Former England coach Fabio Capello has outlined three reasons why the national team have failed in recent years.
Capello, 69, who took control of England for just over four years from December 2007 to February 2012, claims the culture in England is “special” but admitted the “intensity” of the football is “detrimental in tournament years”.
Four years on from Capello’s resignation and the Italian believes major changes need to be made for Roy Hodgson’s charges to be successful
“There are three main reasons for the failure of the national team at the highest level and until they are addressed it will be difficult to succeed,” Capello told The Sun.
“The first is the excuse culture that is ingrained in English football, the second is fatigue and the third is the pressure of wearing the England shirt because it hangs so heavily on the players.”
Capello, who only took charge of one major tournament whilst at the England helm, still points to the “excuse culture” that he believes blighted his 2010 World Cup campaign.

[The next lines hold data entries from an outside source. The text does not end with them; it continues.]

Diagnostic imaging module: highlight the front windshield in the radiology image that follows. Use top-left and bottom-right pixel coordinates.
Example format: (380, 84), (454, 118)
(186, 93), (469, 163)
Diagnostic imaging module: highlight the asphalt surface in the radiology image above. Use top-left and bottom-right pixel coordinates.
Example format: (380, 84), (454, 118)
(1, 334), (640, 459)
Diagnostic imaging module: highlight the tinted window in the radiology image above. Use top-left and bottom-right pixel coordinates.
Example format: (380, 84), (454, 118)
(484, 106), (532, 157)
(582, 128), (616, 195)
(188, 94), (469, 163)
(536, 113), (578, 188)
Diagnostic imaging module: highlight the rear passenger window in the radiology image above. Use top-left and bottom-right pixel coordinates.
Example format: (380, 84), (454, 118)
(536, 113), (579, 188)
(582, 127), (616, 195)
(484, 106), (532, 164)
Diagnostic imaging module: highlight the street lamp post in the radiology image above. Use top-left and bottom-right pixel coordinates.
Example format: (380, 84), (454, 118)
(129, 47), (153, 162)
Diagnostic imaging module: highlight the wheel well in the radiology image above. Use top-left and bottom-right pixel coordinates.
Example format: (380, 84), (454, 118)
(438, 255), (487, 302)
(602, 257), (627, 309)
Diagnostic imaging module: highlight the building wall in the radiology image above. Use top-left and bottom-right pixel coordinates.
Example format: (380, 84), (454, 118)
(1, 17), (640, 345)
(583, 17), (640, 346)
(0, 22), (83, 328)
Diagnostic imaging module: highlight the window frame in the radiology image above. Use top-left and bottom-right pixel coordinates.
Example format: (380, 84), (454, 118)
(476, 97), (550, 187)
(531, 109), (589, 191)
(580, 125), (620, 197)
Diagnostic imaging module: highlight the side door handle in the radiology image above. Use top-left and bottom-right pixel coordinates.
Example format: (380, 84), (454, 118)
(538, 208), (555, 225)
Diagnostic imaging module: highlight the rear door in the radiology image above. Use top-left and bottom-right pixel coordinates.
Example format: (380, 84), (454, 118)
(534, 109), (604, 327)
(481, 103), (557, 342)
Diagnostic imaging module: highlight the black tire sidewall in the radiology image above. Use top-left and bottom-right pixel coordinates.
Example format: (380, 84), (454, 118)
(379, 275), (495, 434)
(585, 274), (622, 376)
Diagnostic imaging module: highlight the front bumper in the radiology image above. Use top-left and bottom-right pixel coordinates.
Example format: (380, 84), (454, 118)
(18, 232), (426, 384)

He added: “The excuse culture is unique to the England team, something the players have been conditioned to over the years.
“England players have the talent but they have to change the way they think.
“Everything is taken care of. Travel, facilities, hotels, transport, diet – it’s all monitored. Then they lose and there is always an excuse.
“When we lost to Germany at the World Cup there were so many excuses — the players were bored, they could not have a beer at night, they could not see their family enough, they could not meet their friends for a coffee.
“Four weeks is nothing to give at a major international tournament. What do you think they are going to do when they get there?
“It is a football team preparing for an international tournament – the players have to make sacrifices. They are not there to chase women. When they went to Brazil two years ago they stayed in a hotel by the beach in Rio and everyone said it would be different. They did not even get out of the group.
“Is it too much to ask for the players to focus for four weeks of their lives when they reach the highest level of their sport? The mentality has to change.”